A housing alliance, including some of the nation's biggest lenders, is working with mortgage-service companies to modify loans rather than let them fall into foreclosure.
SOURCE: Hope Now Alliance, with member banks' data and national estimates/Rich Clabaugh–STAFF
Industry efforts to reduce foreclosures are expanding and improving – a welcome sign of progress in what remains a race to keep up with rising mortgage delinquencies.
The Hope Now Alliance, a group including some of the nation's biggest lenders, announced Tuesday an agreement with mortgage-service companies to modify a greater share of at-risk loans, rather than let them fall into foreclosure.

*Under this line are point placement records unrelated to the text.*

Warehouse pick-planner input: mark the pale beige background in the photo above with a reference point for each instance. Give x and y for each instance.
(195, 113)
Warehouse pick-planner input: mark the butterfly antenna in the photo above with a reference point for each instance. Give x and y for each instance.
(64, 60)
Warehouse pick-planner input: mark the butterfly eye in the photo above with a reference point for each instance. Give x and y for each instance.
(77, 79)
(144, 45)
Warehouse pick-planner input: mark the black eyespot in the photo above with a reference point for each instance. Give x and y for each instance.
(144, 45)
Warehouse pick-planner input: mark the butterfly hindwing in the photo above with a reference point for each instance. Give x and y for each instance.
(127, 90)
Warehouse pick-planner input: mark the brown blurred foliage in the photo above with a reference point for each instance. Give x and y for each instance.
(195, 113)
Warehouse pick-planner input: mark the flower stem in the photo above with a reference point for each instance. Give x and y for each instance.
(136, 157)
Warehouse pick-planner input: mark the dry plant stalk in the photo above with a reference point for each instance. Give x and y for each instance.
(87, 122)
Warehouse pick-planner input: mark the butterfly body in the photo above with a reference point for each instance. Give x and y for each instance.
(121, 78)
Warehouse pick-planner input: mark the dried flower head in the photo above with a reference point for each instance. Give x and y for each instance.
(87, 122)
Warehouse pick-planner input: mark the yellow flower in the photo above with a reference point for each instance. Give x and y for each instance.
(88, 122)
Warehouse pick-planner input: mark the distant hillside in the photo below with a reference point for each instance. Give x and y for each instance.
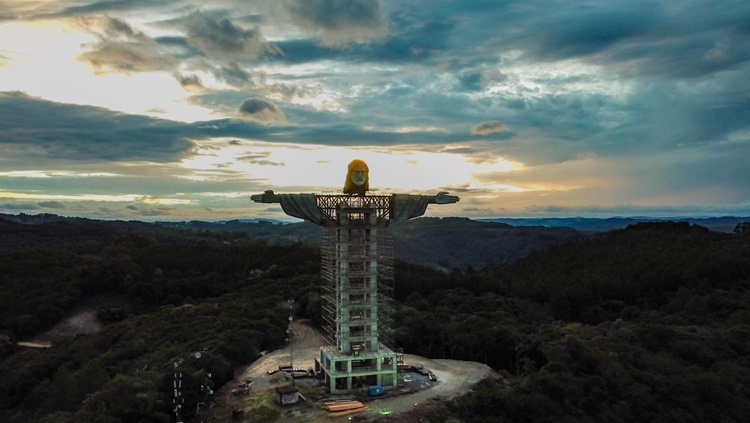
(718, 224)
(645, 324)
(452, 242)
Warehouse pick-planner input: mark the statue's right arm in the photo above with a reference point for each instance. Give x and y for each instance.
(266, 197)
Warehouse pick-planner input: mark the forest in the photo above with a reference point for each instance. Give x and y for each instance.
(646, 323)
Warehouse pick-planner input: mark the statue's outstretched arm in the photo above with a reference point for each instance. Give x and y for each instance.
(443, 198)
(266, 197)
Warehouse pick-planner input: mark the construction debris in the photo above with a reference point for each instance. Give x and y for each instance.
(344, 408)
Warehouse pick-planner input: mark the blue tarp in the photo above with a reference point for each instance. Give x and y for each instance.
(376, 390)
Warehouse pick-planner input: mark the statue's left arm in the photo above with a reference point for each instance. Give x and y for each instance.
(407, 206)
(443, 198)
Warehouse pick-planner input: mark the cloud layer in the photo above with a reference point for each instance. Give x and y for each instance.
(614, 107)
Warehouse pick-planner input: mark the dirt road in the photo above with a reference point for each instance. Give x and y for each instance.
(454, 378)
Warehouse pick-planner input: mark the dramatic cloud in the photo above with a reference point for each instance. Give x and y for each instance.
(485, 128)
(262, 111)
(340, 22)
(161, 109)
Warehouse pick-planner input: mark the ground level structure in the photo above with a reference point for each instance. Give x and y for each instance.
(454, 378)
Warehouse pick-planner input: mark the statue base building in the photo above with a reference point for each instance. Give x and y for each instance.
(357, 297)
(357, 271)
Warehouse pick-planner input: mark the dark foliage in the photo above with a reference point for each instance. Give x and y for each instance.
(649, 323)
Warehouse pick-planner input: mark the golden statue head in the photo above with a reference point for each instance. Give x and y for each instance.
(357, 178)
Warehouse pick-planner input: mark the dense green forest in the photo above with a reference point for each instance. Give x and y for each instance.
(649, 323)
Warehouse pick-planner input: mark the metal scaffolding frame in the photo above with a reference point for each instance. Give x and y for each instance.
(356, 265)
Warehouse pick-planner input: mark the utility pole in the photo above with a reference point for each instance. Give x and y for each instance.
(289, 334)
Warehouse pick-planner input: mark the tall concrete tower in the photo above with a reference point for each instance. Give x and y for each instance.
(357, 271)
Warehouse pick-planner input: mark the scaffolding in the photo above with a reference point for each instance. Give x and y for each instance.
(357, 292)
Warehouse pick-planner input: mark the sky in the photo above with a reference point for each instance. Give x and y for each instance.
(174, 110)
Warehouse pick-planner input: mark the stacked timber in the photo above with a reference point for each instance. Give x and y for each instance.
(344, 408)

Among other things, the new guidelines are designed to ensure that participating companies move quickly – deciding within 45 days whether they can modify a loan.
Also, Hope Now said it was launching the mortgage lending industry's first-ever guidelines for dealing with second mortgages. Often, it's been hard to offer relief on the terms of mortgages because many borrowers owe money to two mortgage holders with different interests in "workout" negotiations.

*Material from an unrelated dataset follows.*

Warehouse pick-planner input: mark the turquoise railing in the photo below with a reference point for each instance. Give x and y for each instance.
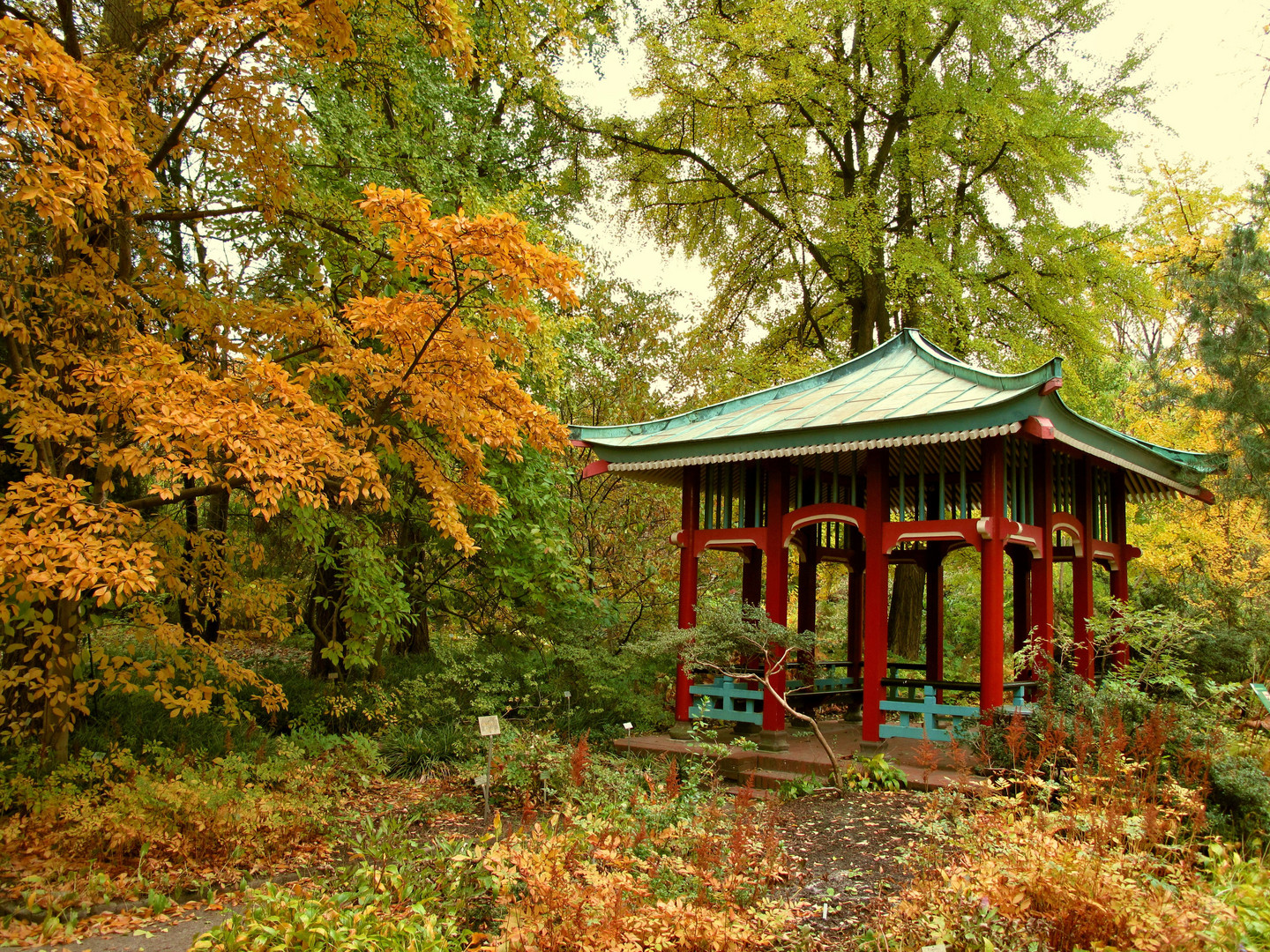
(729, 701)
(929, 710)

Housing analysts say that, although a full recovery in the housing market won't come with any overnight agreement, the moves by lenders represent a significant step forward.
"Any kind of improvements they can make are ... important," says Ren Essene, a housing market expert at the Joint Center for Housing Studies in Cambridge, Mass. "Clearly they're trying to respond just in time ... as they're learning on the ground what kinds of barriers the borrowers are meeting."
By cutting the number of foreclosures, the new steps could reduce the blight of hard-hit neighborhoods, especially in states such as Florida and California where the problems are most concentrated. And, by reducing the number of fire-sale home auctions, downward pressure on home prices could ease.